After nearly two hours, the Coast Guard asked Marino to come on deck. “That was my Green Mile,” he told Lauer. “I thought they wanted me to come up and identify the body. Those three steps, I just needed help to get to the top.
I got up there and they pointed to the helicopter and said, ‘See that helicopter over there? That has your son, and he’s fine.’
“I never kissed so many Coast Guard men in my life!”
Christopher was picked up some 3 miles from where his father was found, and some 8 miles from shore.
While an animated Marino showered his rescuers with thanks, appreciation — and yes, kisses — he also cited plucky Christopher as a hero, saying the boy actually helped his father get through the nightmare ordeal.
“His lack of fear was calming to me,” Marino said. “He was on an adventure — I mean, he was laughing. It was just a day in the ocean to him. It wasn’t until the jellyfish started stinging that he started to freak out a little bit.”
Marino also offered a shout-out to the animated superhero who helped him communicate with his son. “Buzz Lightyear got us through,” he said.
Rescue team member David Birky said he was awed at Christopher’s resolve. “That kid is an amazing kid,” Birky said.
“To tread water for almost 14 hours — I don’t know about you, but I don’t think I could do that. They have amazing willpower to be able to do it.”
“I’d be screaming, ‘To infinity ... and beyond!’ ” Marino said, referring to the Disney character Buzz Lightyear’s catchphrase in “Toy Story,” one of Christopher’s favorite movies. “Then I would hear him and it would be more and more and more distant, until finally I couldn’t hear anything.”
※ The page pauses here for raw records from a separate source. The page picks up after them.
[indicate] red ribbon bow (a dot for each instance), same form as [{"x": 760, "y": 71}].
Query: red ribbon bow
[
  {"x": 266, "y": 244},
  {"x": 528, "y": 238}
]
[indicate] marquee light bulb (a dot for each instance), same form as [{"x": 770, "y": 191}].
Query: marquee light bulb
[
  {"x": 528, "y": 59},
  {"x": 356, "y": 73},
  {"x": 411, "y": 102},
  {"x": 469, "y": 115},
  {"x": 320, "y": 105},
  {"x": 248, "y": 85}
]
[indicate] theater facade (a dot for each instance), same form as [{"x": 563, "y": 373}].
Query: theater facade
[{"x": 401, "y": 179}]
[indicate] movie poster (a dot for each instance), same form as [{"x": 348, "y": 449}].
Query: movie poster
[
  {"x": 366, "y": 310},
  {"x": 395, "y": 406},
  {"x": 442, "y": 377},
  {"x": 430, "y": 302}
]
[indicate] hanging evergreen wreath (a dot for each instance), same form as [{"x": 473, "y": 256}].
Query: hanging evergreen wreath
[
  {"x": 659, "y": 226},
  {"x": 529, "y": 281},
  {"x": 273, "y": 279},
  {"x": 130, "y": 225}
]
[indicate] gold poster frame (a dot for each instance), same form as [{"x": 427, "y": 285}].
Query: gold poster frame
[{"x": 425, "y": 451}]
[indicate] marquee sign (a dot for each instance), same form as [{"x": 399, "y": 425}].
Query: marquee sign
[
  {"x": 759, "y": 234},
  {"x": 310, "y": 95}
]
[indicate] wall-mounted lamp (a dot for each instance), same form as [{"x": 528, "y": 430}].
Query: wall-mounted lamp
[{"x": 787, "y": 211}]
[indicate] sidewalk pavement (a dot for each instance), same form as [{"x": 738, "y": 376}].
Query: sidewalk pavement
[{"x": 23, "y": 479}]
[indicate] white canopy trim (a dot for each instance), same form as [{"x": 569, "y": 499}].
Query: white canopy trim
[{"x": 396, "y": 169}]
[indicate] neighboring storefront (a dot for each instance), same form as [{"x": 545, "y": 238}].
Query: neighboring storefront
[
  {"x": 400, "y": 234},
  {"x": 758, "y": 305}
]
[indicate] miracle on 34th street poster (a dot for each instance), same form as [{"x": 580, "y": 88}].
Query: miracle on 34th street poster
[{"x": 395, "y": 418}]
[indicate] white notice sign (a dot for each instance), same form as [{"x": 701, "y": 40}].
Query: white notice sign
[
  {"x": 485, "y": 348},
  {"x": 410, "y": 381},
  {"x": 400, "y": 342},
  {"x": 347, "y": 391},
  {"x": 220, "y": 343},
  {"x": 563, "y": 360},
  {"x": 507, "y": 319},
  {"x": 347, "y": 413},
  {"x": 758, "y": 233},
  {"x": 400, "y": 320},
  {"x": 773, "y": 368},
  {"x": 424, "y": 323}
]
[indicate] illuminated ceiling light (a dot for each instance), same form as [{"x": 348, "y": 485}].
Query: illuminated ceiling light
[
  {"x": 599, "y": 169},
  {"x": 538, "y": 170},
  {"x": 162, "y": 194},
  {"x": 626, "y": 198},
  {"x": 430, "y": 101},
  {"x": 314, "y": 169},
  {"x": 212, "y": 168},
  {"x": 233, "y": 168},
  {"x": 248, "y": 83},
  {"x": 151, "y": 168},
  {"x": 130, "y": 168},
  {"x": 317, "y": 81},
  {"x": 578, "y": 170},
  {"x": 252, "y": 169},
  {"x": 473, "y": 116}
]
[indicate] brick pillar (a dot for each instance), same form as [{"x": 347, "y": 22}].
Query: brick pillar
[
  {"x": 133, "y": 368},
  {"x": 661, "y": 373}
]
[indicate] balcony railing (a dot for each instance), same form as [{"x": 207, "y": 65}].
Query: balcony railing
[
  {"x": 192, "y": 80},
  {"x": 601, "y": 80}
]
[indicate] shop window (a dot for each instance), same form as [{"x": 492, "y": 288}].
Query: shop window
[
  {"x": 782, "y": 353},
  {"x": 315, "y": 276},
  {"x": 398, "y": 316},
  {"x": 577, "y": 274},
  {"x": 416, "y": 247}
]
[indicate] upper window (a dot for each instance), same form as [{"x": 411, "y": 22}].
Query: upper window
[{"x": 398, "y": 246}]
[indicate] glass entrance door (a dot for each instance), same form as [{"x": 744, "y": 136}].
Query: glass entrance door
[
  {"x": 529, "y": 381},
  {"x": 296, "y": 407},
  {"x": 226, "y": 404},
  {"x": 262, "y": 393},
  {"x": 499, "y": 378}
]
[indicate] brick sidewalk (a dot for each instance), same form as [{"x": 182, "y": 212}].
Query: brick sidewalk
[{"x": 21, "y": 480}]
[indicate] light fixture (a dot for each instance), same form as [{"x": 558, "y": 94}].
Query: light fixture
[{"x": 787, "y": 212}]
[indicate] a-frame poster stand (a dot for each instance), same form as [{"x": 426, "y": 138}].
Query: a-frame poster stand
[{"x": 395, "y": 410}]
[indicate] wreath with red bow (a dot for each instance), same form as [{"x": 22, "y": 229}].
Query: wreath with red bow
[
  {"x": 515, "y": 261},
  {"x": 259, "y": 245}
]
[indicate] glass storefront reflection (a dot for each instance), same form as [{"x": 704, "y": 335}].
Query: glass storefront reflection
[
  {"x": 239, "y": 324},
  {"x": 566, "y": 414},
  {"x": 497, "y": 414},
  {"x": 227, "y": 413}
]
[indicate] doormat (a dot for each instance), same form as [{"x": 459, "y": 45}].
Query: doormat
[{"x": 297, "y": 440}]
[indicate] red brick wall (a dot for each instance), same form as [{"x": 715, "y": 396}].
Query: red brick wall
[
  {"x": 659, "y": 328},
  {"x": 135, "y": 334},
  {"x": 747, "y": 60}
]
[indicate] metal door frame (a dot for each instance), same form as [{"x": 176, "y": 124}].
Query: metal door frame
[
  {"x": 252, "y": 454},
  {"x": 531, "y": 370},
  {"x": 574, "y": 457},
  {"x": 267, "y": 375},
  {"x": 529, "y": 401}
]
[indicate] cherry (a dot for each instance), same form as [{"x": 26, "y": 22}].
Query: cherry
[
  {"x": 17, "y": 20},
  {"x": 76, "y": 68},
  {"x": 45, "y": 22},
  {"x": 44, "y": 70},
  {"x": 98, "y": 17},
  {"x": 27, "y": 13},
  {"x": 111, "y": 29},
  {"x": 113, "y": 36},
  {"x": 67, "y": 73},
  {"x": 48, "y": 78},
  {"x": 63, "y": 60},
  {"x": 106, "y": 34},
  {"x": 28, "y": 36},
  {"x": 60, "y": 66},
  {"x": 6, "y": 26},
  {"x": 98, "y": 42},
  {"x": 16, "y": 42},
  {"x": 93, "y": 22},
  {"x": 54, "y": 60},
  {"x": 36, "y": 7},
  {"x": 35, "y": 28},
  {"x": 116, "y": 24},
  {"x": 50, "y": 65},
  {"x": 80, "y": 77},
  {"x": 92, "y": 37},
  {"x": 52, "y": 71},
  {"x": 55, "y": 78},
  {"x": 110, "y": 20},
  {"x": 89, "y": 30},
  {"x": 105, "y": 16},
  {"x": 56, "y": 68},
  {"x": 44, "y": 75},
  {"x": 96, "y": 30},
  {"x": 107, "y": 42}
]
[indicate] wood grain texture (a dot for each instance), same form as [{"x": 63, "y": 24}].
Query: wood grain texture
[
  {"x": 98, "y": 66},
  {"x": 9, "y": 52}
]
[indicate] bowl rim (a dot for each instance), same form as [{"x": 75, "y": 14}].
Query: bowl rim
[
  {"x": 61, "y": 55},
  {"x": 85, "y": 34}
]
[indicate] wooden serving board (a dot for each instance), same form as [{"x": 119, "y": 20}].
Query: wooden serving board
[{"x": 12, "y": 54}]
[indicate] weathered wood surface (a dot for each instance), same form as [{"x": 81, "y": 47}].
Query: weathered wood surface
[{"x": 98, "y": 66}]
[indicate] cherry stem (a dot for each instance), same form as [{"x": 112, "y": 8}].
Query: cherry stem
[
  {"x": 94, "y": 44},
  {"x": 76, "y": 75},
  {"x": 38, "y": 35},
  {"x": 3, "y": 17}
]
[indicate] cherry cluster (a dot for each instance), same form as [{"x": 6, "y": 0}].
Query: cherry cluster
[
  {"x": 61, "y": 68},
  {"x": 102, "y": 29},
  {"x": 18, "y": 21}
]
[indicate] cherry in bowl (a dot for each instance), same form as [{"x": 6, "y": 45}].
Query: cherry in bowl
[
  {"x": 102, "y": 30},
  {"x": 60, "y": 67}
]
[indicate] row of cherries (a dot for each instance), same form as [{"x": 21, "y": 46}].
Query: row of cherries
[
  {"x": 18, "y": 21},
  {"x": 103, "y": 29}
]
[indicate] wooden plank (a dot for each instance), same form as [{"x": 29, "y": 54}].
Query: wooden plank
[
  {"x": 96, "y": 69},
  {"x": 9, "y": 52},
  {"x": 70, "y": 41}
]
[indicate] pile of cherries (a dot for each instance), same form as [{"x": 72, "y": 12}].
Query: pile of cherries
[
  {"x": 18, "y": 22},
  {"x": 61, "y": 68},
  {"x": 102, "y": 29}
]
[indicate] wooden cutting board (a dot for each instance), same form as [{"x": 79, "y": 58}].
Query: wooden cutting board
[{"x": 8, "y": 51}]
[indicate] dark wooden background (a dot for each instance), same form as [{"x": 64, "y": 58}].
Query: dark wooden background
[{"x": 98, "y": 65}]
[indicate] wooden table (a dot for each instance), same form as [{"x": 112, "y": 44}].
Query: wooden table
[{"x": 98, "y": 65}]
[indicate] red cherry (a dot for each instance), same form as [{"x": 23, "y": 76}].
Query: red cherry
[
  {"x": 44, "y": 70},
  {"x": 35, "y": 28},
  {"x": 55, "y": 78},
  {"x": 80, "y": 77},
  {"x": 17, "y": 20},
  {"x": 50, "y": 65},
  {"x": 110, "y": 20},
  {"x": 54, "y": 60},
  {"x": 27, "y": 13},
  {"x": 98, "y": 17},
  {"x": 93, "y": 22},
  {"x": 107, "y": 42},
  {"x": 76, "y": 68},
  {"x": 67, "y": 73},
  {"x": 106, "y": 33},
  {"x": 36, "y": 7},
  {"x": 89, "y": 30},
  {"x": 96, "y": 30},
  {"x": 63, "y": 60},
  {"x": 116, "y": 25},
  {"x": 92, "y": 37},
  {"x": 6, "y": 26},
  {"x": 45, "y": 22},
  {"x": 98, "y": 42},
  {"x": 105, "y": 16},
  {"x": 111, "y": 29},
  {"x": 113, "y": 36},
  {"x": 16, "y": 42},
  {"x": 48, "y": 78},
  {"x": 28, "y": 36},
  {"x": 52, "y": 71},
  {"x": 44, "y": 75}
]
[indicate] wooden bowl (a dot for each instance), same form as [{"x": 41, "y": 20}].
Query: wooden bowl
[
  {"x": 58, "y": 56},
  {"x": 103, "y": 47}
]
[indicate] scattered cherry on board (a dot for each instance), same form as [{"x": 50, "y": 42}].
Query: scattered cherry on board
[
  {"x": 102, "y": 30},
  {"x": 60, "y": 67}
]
Happily — perhaps miraculously — both father and son survived the night, thanks to good Samaritans and the U.S. Coast Guard. Walter and Christopher Marino, along with Walter’s daughter Angela and the children’s mother, Robin Bishop, beamed their way through a joyous interview with Matt Lauer on TODAY Wednesday.
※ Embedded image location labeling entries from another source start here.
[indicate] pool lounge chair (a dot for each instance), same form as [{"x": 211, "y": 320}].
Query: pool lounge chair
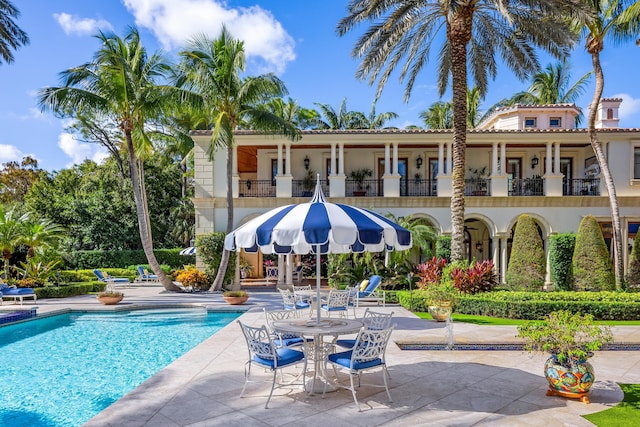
[
  {"x": 103, "y": 277},
  {"x": 7, "y": 291},
  {"x": 144, "y": 276},
  {"x": 371, "y": 292}
]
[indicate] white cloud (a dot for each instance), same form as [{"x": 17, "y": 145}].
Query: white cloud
[
  {"x": 79, "y": 151},
  {"x": 267, "y": 45},
  {"x": 73, "y": 24},
  {"x": 10, "y": 153}
]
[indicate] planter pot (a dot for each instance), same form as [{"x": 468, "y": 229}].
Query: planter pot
[
  {"x": 569, "y": 381},
  {"x": 441, "y": 311},
  {"x": 110, "y": 300},
  {"x": 236, "y": 300}
]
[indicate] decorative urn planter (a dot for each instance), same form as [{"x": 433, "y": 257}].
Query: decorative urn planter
[{"x": 572, "y": 380}]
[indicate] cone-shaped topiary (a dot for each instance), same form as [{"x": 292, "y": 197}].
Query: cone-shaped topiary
[
  {"x": 527, "y": 265},
  {"x": 561, "y": 248},
  {"x": 633, "y": 277},
  {"x": 592, "y": 267}
]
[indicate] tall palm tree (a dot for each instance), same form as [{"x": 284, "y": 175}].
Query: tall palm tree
[
  {"x": 212, "y": 69},
  {"x": 121, "y": 81},
  {"x": 11, "y": 36},
  {"x": 474, "y": 30},
  {"x": 618, "y": 21}
]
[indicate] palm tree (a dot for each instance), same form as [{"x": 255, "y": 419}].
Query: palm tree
[
  {"x": 404, "y": 30},
  {"x": 212, "y": 68},
  {"x": 618, "y": 21},
  {"x": 340, "y": 119},
  {"x": 121, "y": 82},
  {"x": 11, "y": 36}
]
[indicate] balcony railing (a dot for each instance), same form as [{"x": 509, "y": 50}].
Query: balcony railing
[
  {"x": 477, "y": 187},
  {"x": 581, "y": 187},
  {"x": 526, "y": 187}
]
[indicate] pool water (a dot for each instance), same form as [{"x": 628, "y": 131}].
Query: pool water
[{"x": 63, "y": 370}]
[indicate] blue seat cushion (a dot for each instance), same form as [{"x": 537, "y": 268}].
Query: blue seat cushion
[
  {"x": 346, "y": 343},
  {"x": 344, "y": 359},
  {"x": 286, "y": 356}
]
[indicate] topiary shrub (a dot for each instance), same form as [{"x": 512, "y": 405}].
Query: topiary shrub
[
  {"x": 527, "y": 265},
  {"x": 561, "y": 248},
  {"x": 592, "y": 266},
  {"x": 633, "y": 276}
]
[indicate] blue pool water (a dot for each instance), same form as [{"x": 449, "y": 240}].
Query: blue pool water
[{"x": 63, "y": 370}]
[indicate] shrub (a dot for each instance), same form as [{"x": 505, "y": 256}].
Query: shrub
[
  {"x": 633, "y": 276},
  {"x": 527, "y": 265},
  {"x": 561, "y": 248},
  {"x": 592, "y": 267}
]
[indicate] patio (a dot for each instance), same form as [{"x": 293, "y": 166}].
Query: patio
[{"x": 435, "y": 388}]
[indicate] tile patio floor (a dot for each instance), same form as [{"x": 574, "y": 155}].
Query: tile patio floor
[{"x": 429, "y": 388}]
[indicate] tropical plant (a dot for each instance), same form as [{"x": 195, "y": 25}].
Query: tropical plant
[
  {"x": 403, "y": 30},
  {"x": 527, "y": 265},
  {"x": 121, "y": 82},
  {"x": 618, "y": 21},
  {"x": 570, "y": 337},
  {"x": 592, "y": 269},
  {"x": 11, "y": 36},
  {"x": 212, "y": 69}
]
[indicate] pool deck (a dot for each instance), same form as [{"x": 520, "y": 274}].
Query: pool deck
[{"x": 429, "y": 388}]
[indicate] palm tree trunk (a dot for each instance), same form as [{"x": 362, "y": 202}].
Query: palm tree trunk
[
  {"x": 224, "y": 261},
  {"x": 618, "y": 259},
  {"x": 459, "y": 33},
  {"x": 143, "y": 217}
]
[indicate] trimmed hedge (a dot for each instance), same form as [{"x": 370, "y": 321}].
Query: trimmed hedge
[
  {"x": 121, "y": 259},
  {"x": 536, "y": 305}
]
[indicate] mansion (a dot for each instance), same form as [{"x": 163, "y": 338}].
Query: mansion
[{"x": 523, "y": 159}]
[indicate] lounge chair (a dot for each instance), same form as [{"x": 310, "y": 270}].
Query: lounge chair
[
  {"x": 103, "y": 277},
  {"x": 7, "y": 291},
  {"x": 144, "y": 276},
  {"x": 371, "y": 293}
]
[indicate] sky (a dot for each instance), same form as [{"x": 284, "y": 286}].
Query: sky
[{"x": 295, "y": 39}]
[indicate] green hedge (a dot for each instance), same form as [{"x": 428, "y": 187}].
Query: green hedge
[
  {"x": 123, "y": 258},
  {"x": 536, "y": 305}
]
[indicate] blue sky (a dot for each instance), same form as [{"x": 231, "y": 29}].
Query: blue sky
[{"x": 293, "y": 38}]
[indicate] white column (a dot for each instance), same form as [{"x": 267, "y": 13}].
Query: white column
[{"x": 395, "y": 158}]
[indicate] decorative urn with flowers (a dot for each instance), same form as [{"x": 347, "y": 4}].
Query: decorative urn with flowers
[{"x": 571, "y": 339}]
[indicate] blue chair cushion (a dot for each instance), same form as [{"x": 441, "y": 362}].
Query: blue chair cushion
[
  {"x": 344, "y": 359},
  {"x": 346, "y": 343},
  {"x": 286, "y": 356}
]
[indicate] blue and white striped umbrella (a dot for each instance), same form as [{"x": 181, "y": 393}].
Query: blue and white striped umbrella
[{"x": 305, "y": 227}]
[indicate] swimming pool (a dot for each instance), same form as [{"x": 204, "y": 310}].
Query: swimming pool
[{"x": 63, "y": 370}]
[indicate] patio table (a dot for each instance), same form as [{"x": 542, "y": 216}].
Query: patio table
[{"x": 320, "y": 349}]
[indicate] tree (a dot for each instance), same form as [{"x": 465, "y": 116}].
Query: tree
[
  {"x": 212, "y": 69},
  {"x": 122, "y": 82},
  {"x": 527, "y": 264},
  {"x": 592, "y": 269},
  {"x": 618, "y": 21},
  {"x": 405, "y": 30},
  {"x": 17, "y": 178},
  {"x": 11, "y": 36}
]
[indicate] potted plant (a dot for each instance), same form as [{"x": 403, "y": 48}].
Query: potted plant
[
  {"x": 235, "y": 297},
  {"x": 571, "y": 339},
  {"x": 358, "y": 177}
]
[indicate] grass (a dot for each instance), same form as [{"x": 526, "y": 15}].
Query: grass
[
  {"x": 626, "y": 413},
  {"x": 486, "y": 320}
]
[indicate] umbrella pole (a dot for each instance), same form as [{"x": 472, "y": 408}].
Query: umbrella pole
[{"x": 318, "y": 284}]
Walter, Christopher and Angela were enjoying a family day at the beach at the Ponce Inlet south of Daytona Sept. 6. Late in the afternoon, Christopher was swimming near his father when he got caught in a current, and his dad paddled rapidly to retrieve him.
“We were both just sucked out,” Marino told Lauer. “The forces just took us out so quickly, it totally took me by surprise.”
On the beach, Angela could no longer see her father and brother and quickly called 911. The Coast Guard and the Volusia County Beach Patrol launched a search-and-rescue effort, but were unable to locate the pair and called off the search when darkness set in.